Achieving full observability across enterprise applications is challenging. While third-party services like New Relic or Datadog make end-to-end observability easier, as your application grows in complexity, so does the telemetry data, leading to increased costs. Migrating to an open source stack gives you control over telemetry data and reduces observability costs, despite challenges with existing service provider commitments.
Migrating to open source solutions is straightforward with simple architecture and tech stacks. However, transitioning the entire observability stack to open source demands meticulous planning, tools/frameworks assessments, testing, risk analysis, and cross-team communication, especially given the number of microservices, heavy cloud reliance, and diverse languages and frameworks to take into account.
A cloud observability platform usually absorbs 20%-30% of overall infrastructure spending, but in some cases, it can reach 50%-60%. If your observability expenses exceed 50%, then transitioning to open source solutions would be a sensible option to mitigate tech infrastructure costs.
For the past two years, I have been working on migrating the observability platform from a proprietary solution provider to an open source stack. Let’s dive into the key steps necessary for such a migration.
Finalize the key telemetry data and systems
Managed observability platforms offer comprehensive insights into system health, necessitating a significant volume of high-quality telemetry data. By default, the agents tasked with capturing and transmitting telemetry data are configured to gather as much information as possible, facilitating the creation of extensive dashboards and reports. However, this extensive data collection contributes to the overall cost.
Select which systems you actually need to monitor. A typical enterprise application includes databases, caching databases, container orchestrators, and numerous cloud services. Engineers often monitor more services than necessary, which leads to unnecessary complexities and costs. It’s often sufficient to streamline the monitoring scope to essential systems.
In my experience, the quantity of telemetry data required is significantly lower than what third-party services typically retrieve. You can easily divide those data collections into two buckets: must-have and nice-to-have. The “must-have” data aligns with the well-established four golden signals:
- Latency: the amount of time it takes to serve a request
- Traffic: the volume of requests that a system is currently handling
- The error rate: the number of requests that fail or return unexpected responses
- Resource saturation: the percentage of available resources being consumed
These fundamental signals serve as the foundation for key dashboards and alerts. Observability platforms built on these signals cover 80% of typical use cases.

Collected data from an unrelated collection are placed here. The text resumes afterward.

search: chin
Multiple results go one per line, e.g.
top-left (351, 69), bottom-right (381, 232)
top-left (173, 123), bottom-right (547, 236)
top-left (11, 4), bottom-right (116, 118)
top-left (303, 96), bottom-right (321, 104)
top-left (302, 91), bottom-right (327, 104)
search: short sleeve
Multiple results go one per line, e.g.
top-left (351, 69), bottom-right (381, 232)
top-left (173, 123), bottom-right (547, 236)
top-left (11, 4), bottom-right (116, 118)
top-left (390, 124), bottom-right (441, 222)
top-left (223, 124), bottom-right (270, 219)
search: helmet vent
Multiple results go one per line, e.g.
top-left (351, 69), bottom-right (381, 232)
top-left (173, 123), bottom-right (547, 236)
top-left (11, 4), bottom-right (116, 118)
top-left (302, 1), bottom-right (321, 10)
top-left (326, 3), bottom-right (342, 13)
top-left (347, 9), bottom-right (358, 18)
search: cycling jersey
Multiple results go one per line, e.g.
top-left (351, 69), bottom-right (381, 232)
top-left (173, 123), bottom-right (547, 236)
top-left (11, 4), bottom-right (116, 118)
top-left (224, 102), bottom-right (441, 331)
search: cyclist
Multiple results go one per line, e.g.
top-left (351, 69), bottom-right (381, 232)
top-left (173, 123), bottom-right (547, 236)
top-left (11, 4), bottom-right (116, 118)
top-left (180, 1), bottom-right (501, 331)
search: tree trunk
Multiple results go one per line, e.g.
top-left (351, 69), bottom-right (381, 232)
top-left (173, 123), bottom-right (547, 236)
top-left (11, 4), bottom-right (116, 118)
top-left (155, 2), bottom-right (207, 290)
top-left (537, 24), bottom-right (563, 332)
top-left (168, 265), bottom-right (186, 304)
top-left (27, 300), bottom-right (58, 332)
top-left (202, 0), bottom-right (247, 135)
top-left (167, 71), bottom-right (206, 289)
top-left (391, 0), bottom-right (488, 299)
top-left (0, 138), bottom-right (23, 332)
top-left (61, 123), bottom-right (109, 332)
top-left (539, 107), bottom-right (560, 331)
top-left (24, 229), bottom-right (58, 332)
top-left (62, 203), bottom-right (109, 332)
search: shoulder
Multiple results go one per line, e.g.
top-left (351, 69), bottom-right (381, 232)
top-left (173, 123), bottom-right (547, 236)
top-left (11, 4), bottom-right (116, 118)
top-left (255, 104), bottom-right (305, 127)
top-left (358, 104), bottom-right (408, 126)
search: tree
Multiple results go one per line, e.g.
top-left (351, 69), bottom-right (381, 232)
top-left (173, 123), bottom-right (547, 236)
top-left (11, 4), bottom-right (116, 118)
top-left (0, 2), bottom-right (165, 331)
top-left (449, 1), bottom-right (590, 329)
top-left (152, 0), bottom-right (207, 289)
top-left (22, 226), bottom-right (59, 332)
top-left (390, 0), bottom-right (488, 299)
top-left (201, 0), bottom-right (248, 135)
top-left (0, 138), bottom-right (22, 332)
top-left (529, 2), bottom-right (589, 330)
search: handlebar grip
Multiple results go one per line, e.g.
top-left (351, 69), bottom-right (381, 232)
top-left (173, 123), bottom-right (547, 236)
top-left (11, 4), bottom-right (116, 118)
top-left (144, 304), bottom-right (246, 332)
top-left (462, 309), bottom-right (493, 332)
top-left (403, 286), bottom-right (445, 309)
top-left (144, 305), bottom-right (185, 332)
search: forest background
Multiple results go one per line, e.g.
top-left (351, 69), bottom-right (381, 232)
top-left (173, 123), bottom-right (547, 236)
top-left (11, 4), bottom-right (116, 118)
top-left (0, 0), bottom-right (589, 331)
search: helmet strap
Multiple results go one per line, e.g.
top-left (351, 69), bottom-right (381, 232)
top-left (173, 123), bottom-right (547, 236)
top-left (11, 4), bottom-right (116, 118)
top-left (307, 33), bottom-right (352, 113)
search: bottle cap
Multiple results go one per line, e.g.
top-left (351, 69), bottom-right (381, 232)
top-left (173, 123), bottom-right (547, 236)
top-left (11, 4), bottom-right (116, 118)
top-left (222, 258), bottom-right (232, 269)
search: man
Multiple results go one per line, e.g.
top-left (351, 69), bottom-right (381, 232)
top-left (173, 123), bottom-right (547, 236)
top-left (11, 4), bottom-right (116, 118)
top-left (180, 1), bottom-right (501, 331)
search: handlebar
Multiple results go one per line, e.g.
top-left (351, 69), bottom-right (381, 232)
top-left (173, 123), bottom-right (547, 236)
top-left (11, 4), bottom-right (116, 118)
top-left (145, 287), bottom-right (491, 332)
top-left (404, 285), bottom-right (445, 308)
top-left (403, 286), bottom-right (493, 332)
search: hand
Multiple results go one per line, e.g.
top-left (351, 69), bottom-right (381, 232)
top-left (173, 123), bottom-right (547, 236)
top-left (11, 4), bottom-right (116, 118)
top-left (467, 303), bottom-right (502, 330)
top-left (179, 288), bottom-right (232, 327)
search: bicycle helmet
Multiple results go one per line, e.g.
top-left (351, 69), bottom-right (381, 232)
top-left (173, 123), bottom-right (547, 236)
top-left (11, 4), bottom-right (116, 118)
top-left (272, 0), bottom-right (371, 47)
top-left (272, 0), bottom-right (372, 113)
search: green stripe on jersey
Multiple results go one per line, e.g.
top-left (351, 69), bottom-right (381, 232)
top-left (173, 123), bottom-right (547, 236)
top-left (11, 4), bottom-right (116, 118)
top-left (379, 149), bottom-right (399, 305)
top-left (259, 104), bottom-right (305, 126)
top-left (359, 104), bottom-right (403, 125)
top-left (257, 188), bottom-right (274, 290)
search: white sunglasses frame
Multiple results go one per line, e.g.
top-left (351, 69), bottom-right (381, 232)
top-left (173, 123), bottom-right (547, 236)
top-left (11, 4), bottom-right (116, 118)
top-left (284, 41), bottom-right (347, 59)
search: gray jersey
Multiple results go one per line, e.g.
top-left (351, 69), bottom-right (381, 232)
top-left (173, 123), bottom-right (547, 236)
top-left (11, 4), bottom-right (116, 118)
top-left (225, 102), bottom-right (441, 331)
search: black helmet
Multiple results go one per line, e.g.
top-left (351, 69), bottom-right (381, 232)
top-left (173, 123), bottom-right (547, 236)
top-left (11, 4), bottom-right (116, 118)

Understanding each signal’s metadata requirements is crucial. The extent of metadata captured directly impacts the observability platform’s complexity and cost. For example, when monitoring service-to-service latency, consider the necessity for service IP addresses, instance IDs, or header information.
Select the relevant stack
Managed observability platforms such as New Relic and Datadog provide comprehensive monitoring for various enterprise components. However, when you migrate to an open source stack, you must assess and integrate the tool stacks to meet diverse monitoring requirements.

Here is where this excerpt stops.